Conventional machine learning-based approaches to recognition problems are generally very expensive in terms of computation, memory, and power consumption. Given the resource constraints of the types of devices that a user would want to employ for a mobile, flexible pill recognition system (e.g., cell phones, handheld readers, etc.), most of the existing deep learning-based mobile vision systems offload the workload to another computational resource (for example, relying on “cloud”-based computation or transferring data to another networked computer for processing). However, this approach can, depending upon the circumstances, suffer from one or more of several undesirable shortcomings. For example, if network connectivity is lost or otherwise unavailable, the task at hand cannot be accomplished because the data cannot be transferred for processing, and/or results cannot be retrieved. There can be unpredictability in the delay that will be experienced task-to-task and day-to-day. For example, depending on the distance between the device and the networked computer, the network bandwidth available, the quantity of data to be transferred, the current demands on the processing power of the networked computers, scheduled maintenance, power loss, etc., there can be great variability in the length of time required to achieve a pill recognition task—and even whether the task can be performed at all.

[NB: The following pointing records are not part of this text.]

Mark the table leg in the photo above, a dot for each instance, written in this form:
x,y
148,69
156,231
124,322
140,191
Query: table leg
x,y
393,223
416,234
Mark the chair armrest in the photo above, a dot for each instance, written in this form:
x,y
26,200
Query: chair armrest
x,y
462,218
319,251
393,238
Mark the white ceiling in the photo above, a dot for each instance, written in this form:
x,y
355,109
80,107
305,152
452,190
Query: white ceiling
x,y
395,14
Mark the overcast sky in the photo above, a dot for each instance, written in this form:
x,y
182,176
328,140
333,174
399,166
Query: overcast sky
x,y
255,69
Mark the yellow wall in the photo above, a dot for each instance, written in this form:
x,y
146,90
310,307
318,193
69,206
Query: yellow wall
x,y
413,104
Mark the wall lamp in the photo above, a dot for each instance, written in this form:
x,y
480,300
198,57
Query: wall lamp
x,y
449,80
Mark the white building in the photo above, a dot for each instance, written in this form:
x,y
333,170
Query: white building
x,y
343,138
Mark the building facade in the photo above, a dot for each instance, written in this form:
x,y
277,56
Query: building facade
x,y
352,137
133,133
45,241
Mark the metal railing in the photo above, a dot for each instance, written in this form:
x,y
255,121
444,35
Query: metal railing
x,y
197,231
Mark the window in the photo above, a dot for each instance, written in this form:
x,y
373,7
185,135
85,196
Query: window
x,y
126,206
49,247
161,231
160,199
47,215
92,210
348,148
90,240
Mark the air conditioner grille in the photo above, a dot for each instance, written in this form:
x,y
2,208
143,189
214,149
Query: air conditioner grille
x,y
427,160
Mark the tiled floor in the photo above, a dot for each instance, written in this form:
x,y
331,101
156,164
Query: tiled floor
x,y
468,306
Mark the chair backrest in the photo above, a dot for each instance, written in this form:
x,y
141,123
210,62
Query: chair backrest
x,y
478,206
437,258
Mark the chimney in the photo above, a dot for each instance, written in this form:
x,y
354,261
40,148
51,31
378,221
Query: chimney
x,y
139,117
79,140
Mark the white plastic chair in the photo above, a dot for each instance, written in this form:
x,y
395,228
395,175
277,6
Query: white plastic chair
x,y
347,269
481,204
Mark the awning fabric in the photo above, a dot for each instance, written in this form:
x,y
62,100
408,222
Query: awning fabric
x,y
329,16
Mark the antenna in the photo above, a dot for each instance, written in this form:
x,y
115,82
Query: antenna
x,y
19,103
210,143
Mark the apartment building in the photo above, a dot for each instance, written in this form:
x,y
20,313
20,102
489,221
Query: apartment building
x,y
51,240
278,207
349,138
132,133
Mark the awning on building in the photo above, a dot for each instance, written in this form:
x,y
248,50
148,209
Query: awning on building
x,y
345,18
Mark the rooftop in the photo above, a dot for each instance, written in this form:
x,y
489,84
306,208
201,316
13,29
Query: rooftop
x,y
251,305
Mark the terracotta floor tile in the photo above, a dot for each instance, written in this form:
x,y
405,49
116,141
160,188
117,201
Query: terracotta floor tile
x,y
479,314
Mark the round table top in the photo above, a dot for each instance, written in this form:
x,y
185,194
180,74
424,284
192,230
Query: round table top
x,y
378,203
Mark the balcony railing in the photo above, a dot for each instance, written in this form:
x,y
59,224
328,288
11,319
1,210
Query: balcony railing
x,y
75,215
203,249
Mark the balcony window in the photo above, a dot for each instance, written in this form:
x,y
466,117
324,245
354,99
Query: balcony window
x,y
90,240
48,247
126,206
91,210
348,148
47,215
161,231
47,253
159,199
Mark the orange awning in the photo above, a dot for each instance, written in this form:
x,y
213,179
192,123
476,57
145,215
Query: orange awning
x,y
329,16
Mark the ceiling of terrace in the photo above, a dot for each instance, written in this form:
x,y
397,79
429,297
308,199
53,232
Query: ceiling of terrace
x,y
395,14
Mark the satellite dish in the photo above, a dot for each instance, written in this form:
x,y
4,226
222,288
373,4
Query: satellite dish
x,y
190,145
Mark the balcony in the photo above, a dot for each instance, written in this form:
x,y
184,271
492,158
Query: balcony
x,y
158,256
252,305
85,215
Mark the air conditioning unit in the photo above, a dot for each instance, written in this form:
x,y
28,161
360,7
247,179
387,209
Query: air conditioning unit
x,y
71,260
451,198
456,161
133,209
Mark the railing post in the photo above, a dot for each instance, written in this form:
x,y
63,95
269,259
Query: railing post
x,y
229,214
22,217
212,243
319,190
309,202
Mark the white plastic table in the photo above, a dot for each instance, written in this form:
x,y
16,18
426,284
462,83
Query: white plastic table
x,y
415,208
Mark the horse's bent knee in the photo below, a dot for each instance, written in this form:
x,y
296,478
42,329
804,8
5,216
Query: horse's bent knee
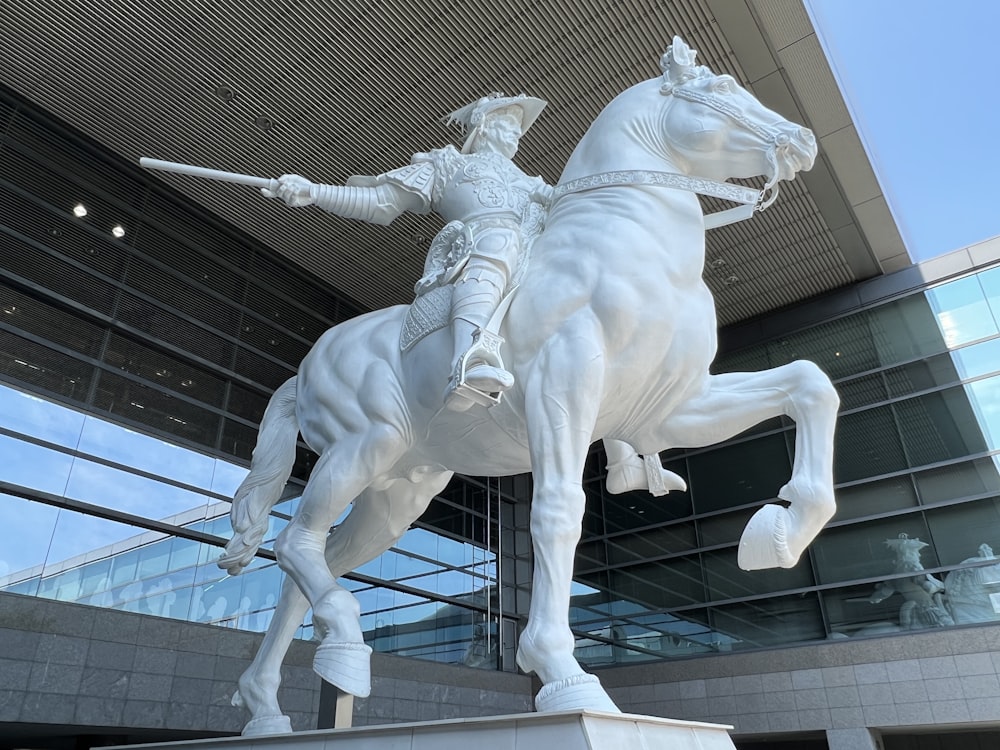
x,y
557,517
294,545
813,388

Even aside from the computational and memory needs (and concomitant security and reliability risks) of such machine learning systems, they still have not been shown to be sufficiently accurate. Because these systems rely on simple or conventional machine learning algorithms, they are unable to focus the feature recognition result (i.e., the “learnings” of the algorithms) on the proper distinguishing features of images. Thus, they are more susceptible to errors caused by image fluctuations and, as a result, cannot handle the range of possible image types that a user might submit to the system.
In view of the above, a need exists for a system that may provide a simple to use, yet robust and highly accurate pill recognition system, and may be constrained in terms of its computational and memory needs such that it may be operated on a mobile device (or other similar device having limited computational and/or memory resources) without the need to rely on external computing resources. It is within this context that embodiments of the present disclosure arise.